Mais, je me demande, en fin de compte, si, pour l'instant, ce n'est pas plus mal.
Bon, ok, ça ne va pas forcément accélérer la motivation des développeurs de la KDE Company ou de GNOME mais je pense qu'ils sont aussi au-dessus de cela.

La partie graphique de Linux est désormais stable depuis quelques années grâce en énorme partie à la reprise par Xorg du serveur XWindow et l'amélioration de la qualité des bureaux (je pense notamment à KDE qui nous a gratifié de versions 4.0 et 4.1 pourraves au possible).
Mais il n'est toujours pas prêt pour le monde de l'entreprise.
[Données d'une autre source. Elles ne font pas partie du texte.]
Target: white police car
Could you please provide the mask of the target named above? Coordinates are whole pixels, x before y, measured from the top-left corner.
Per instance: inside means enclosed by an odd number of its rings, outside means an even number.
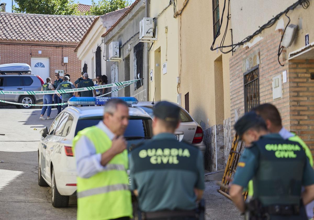
[[[121,98],[130,105],[137,102],[132,97]],[[99,105],[108,99],[73,97],[68,102],[72,105]],[[130,107],[129,113],[130,120],[124,136],[129,149],[133,145],[150,139],[153,133],[151,118],[144,111]],[[59,114],[49,129],[46,127],[41,131],[43,138],[38,146],[38,184],[51,187],[54,206],[67,207],[69,197],[76,195],[77,173],[72,151],[73,138],[78,131],[98,124],[103,114],[102,106],[70,106]]]

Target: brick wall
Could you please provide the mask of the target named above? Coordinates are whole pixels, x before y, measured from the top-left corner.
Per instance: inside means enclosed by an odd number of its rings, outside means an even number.
[[[289,86],[288,82],[282,85],[283,97],[273,100],[272,85],[273,78],[283,71],[289,73],[287,65],[280,66],[277,60],[277,51],[282,31],[277,31],[265,37],[252,47],[238,49],[230,60],[231,124],[244,113],[244,74],[259,65],[260,102],[270,102],[278,108],[283,124],[289,129]],[[280,58],[282,60],[282,58]],[[288,80],[289,81],[289,80]],[[234,135],[234,131],[232,132]]]
[[[314,59],[289,63],[291,130],[306,143],[314,154]]]
[[[26,63],[30,66],[31,57],[49,58],[50,77],[54,79],[56,69],[64,69],[65,73],[70,75],[71,81],[81,77],[81,61],[74,52],[74,47],[66,46],[37,46],[29,45],[4,44],[0,44],[0,64],[13,63]],[[63,56],[62,56],[63,48]],[[41,50],[41,54],[38,54]],[[63,57],[68,58],[66,66],[62,62]]]
[[[244,113],[243,74],[259,65],[260,103],[269,102],[278,109],[283,126],[296,132],[303,139],[314,154],[314,59],[285,61],[283,53],[277,60],[278,47],[282,34],[277,30],[249,48],[238,49],[230,60],[231,124]],[[282,97],[273,100],[273,77],[287,71],[287,82],[282,84]],[[231,132],[233,137],[234,129]]]

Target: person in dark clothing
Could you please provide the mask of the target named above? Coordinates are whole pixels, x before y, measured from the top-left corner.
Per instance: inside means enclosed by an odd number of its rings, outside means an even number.
[[[79,83],[79,82],[81,81],[82,80],[84,80],[83,79],[83,74],[84,74],[84,72],[82,72],[81,73],[81,74],[82,75],[82,76],[80,77],[79,78],[75,80],[75,81],[74,82],[73,85],[76,88],[78,88],[78,84]],[[79,96],[81,97],[81,93],[80,92],[78,92],[78,95]]]
[[[203,156],[198,149],[176,139],[180,108],[161,102],[154,108],[154,136],[129,157],[131,188],[145,219],[195,220],[205,187]]]
[[[59,73],[55,73],[55,75],[57,79],[53,82],[53,87],[54,87],[55,89],[56,89],[57,87],[59,84],[61,83],[63,80],[60,78],[60,74]],[[62,100],[57,95],[57,94],[54,94],[53,95],[53,102],[55,104],[60,104],[62,102]],[[57,114],[59,114],[61,112],[61,105],[57,105],[56,106],[56,108],[58,110]]]
[[[91,79],[88,78],[88,74],[85,73],[83,75],[84,79],[81,80],[78,84],[78,88],[86,88],[90,86],[94,86],[94,83]],[[95,90],[88,91],[82,91],[80,92],[81,96],[82,97],[92,97],[93,93],[94,93],[94,96],[96,96],[96,91]],[[83,106],[88,106],[88,105],[83,105]]]
[[[107,77],[107,76],[106,75],[103,75],[101,76],[100,80],[101,80],[101,82],[100,84],[100,85],[106,85],[108,83],[108,79]],[[100,96],[101,96],[107,93],[107,88],[100,89],[99,90],[100,91],[100,92],[99,93]]]
[[[314,199],[314,171],[301,145],[269,134],[265,121],[253,112],[239,119],[235,129],[246,146],[229,190],[240,211],[249,219],[307,219],[302,203]],[[246,205],[242,193],[252,179],[253,197]]]

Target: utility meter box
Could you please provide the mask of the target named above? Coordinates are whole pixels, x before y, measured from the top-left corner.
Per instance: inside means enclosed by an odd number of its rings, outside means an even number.
[[[109,45],[109,59],[113,57],[120,57],[119,43],[117,41],[113,41]]]
[[[153,27],[153,18],[143,18],[139,22],[139,39],[154,37],[154,29]]]

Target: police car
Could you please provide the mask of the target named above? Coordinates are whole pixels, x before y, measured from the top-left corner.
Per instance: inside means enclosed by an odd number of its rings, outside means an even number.
[[[98,124],[103,114],[102,106],[74,106],[103,104],[109,98],[72,98],[68,101],[72,106],[59,114],[49,129],[46,127],[41,131],[42,138],[38,150],[38,184],[51,187],[54,206],[67,206],[69,196],[76,195],[77,173],[72,151],[73,138],[79,131]],[[132,97],[121,98],[130,105],[137,102]],[[129,150],[153,136],[152,120],[149,115],[140,108],[130,106],[130,120],[124,134]]]

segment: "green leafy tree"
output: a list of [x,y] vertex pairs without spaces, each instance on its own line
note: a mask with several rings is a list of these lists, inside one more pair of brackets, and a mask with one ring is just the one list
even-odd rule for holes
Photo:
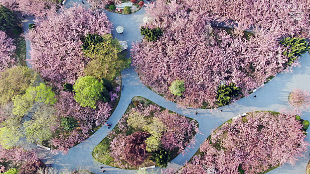
[[146,140],[146,150],[149,152],[158,150],[161,144],[162,132],[167,130],[166,126],[157,119],[155,118],[153,122],[146,126],[145,129],[151,133],[151,137]]
[[35,78],[33,70],[26,67],[15,67],[0,73],[0,105],[14,95],[25,93]]
[[280,44],[287,47],[288,50],[283,55],[288,57],[288,65],[290,66],[297,59],[309,50],[310,46],[306,39],[300,37],[287,37],[280,42]]
[[12,109],[13,103],[11,102],[1,107],[0,143],[5,149],[17,146],[20,138],[24,136],[20,128],[22,118],[14,114]]
[[145,35],[145,38],[149,41],[155,41],[160,36],[162,36],[162,30],[159,27],[154,28],[152,29],[149,27],[142,26],[140,28],[142,35]]
[[41,144],[52,137],[52,128],[57,125],[56,111],[51,105],[42,104],[32,117],[23,123],[27,141]]
[[103,86],[106,87],[106,89],[108,90],[108,91],[111,92],[113,90],[113,87],[112,87],[112,84],[110,81],[105,78],[101,78],[101,83]]
[[130,7],[129,6],[126,6],[124,7],[124,11],[126,14],[129,14],[131,12],[131,9],[130,9]]
[[35,102],[53,104],[56,102],[55,93],[52,87],[41,83],[37,87],[29,87],[23,95],[15,95],[13,98],[14,108],[13,113],[23,116],[29,112]]
[[[16,120],[10,119],[8,121],[13,122]],[[2,147],[6,149],[17,146],[20,138],[23,136],[23,132],[21,130],[20,124],[17,122],[10,126],[0,128],[0,143]]]
[[73,117],[61,117],[61,126],[63,129],[71,131],[78,126],[78,122]]
[[84,55],[91,59],[84,70],[86,76],[98,80],[112,80],[129,66],[130,59],[121,53],[119,42],[111,34],[89,34],[85,40],[82,46]]
[[74,99],[83,107],[96,108],[96,102],[103,90],[102,84],[91,76],[80,77],[73,85]]
[[19,26],[20,20],[10,9],[0,5],[0,30],[8,35],[19,35],[22,29]]
[[169,87],[170,92],[175,95],[182,95],[182,92],[185,91],[184,85],[183,81],[175,80],[171,83],[171,86]]
[[73,86],[71,84],[65,83],[63,84],[63,90],[72,92],[73,90]]
[[19,172],[19,170],[15,168],[11,168],[4,172],[3,174],[18,174]]
[[239,96],[241,89],[236,87],[236,84],[231,83],[228,86],[224,85],[220,86],[216,93],[217,103],[220,106],[229,104],[231,99]]
[[170,153],[160,148],[156,152],[152,153],[151,160],[156,163],[156,166],[160,168],[166,168],[168,163],[171,161]]

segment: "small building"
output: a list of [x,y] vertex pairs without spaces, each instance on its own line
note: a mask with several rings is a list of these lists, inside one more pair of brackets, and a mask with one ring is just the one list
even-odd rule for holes
[[126,6],[128,6],[131,8],[131,7],[133,6],[133,2],[125,2],[118,4],[116,5],[116,9],[117,11],[122,11],[122,10],[124,10],[124,8]]

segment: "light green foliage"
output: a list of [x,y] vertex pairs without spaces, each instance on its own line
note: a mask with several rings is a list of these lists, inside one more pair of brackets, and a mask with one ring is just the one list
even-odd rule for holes
[[138,112],[132,112],[127,119],[127,123],[130,126],[143,130],[147,130],[148,128],[146,127],[149,123],[144,115],[142,115]]
[[301,56],[310,48],[306,39],[300,37],[287,37],[281,41],[280,44],[288,48],[283,55],[288,57],[288,66],[292,65],[298,56]]
[[304,130],[306,130],[308,129],[309,127],[309,121],[308,120],[304,120],[303,121],[303,125],[304,125],[304,127],[303,127],[303,129]]
[[72,131],[78,126],[77,121],[73,117],[61,117],[61,127],[65,130]]
[[142,35],[145,36],[145,39],[149,42],[155,41],[162,36],[162,30],[159,27],[154,28],[152,29],[149,27],[142,26],[140,28]]
[[156,163],[156,166],[160,168],[166,168],[168,163],[171,161],[170,152],[162,148],[152,153],[151,160]]
[[23,136],[20,129],[21,117],[12,113],[13,103],[9,102],[1,108],[1,117],[5,120],[0,124],[0,143],[5,149],[16,146],[19,139]]
[[86,76],[98,80],[112,80],[129,66],[130,59],[124,57],[119,41],[111,34],[88,34],[85,40],[82,45],[84,55],[91,59],[84,70]]
[[229,104],[232,99],[239,96],[240,90],[240,88],[236,87],[236,84],[233,83],[228,86],[224,85],[220,86],[216,93],[218,104],[220,106]]
[[24,94],[15,95],[13,98],[13,113],[23,116],[29,113],[36,102],[53,104],[56,99],[51,89],[43,83],[35,87],[29,87]]
[[183,81],[175,80],[171,83],[171,86],[169,87],[170,92],[175,95],[182,95],[182,92],[185,91],[184,85]]
[[166,131],[165,126],[159,120],[154,118],[153,122],[148,125],[146,128],[149,133],[151,134],[151,137],[146,140],[147,151],[154,152],[158,150],[161,144],[161,135]]
[[19,170],[15,168],[11,168],[5,172],[3,174],[18,174]]
[[52,127],[57,125],[56,111],[49,105],[43,104],[33,114],[32,118],[23,123],[27,141],[41,144],[52,137]]
[[33,71],[26,67],[15,67],[0,73],[0,105],[15,95],[24,93],[34,81]]
[[130,7],[129,6],[126,6],[124,8],[124,11],[126,14],[129,14],[131,12],[131,10],[130,9]]
[[49,87],[44,84],[42,83],[38,87],[31,87],[30,88],[30,91],[33,90],[36,92],[36,102],[54,104],[57,101],[55,98],[55,93],[51,90],[52,87]]
[[96,102],[103,90],[102,84],[90,76],[80,77],[73,85],[74,99],[83,107],[96,108]]

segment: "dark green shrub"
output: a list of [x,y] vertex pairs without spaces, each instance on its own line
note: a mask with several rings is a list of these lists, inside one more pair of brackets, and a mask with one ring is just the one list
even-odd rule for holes
[[63,84],[63,90],[72,92],[73,90],[73,86],[71,84],[65,83]]
[[287,37],[280,43],[288,49],[283,52],[283,55],[288,57],[288,66],[292,65],[298,56],[301,56],[310,48],[306,39],[300,37]]
[[104,8],[105,9],[108,9],[108,8],[109,8],[109,7],[110,7],[110,4],[105,4],[104,5]]
[[308,129],[308,127],[309,127],[309,121],[307,120],[304,120],[304,121],[303,121],[303,125],[304,125],[304,127],[303,127],[304,130],[306,131]]
[[106,87],[106,89],[107,89],[108,91],[111,92],[113,90],[112,84],[108,80],[105,78],[101,78],[101,83],[102,83],[103,86]]
[[228,86],[224,85],[220,86],[216,93],[217,104],[220,106],[229,104],[232,99],[239,96],[240,91],[240,88],[236,87],[236,84],[233,83]]
[[31,30],[33,28],[36,28],[36,25],[35,23],[31,23],[29,25],[29,29]]
[[61,126],[65,130],[72,131],[78,125],[77,121],[73,117],[61,117]]
[[[84,40],[83,42],[83,45],[82,45],[82,50],[83,51],[86,51],[88,49],[91,49],[93,48],[93,46],[98,43],[101,43],[105,41],[105,39],[102,36],[95,33],[90,34],[88,33],[86,35],[86,36],[84,37]],[[94,50],[92,50],[92,51]]]
[[114,4],[110,5],[110,6],[109,6],[109,9],[111,11],[114,11],[116,8],[116,7]]
[[126,14],[129,14],[131,12],[131,9],[130,9],[130,7],[129,6],[126,6],[124,8],[124,11]]
[[145,28],[142,26],[140,28],[142,35],[145,35],[146,39],[149,41],[155,41],[158,39],[158,37],[162,36],[162,31],[159,27],[154,28],[152,29],[149,27]]
[[152,153],[151,160],[156,163],[156,165],[160,168],[166,168],[168,163],[171,161],[170,152],[166,151],[162,148]]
Comment en effet, manager des centaines voire des milliers de postes sous Unix ? Comment distribuer les modifications ? Comment télédiffuser les applications ?
L'avantage est clairement à Windows dans ce domaine de la gestion de conf.
Ce n'est pas plus mal, disais-je, car cela évite à Linux et ses millions de développeurs de subir des pressions auxquelles le monde du libre ne pourrait peut-être pas résister.

En revanche, je crois bien davantage à une dissémination d'un poste de travail sous Linux mais sous la forme de terminaux léger connectés à un serveur multisession, à la mode Citrix voire, carrément, à un nuage composé à la fois de serveurs d'applications Windows et de serveurs d'applications Unix.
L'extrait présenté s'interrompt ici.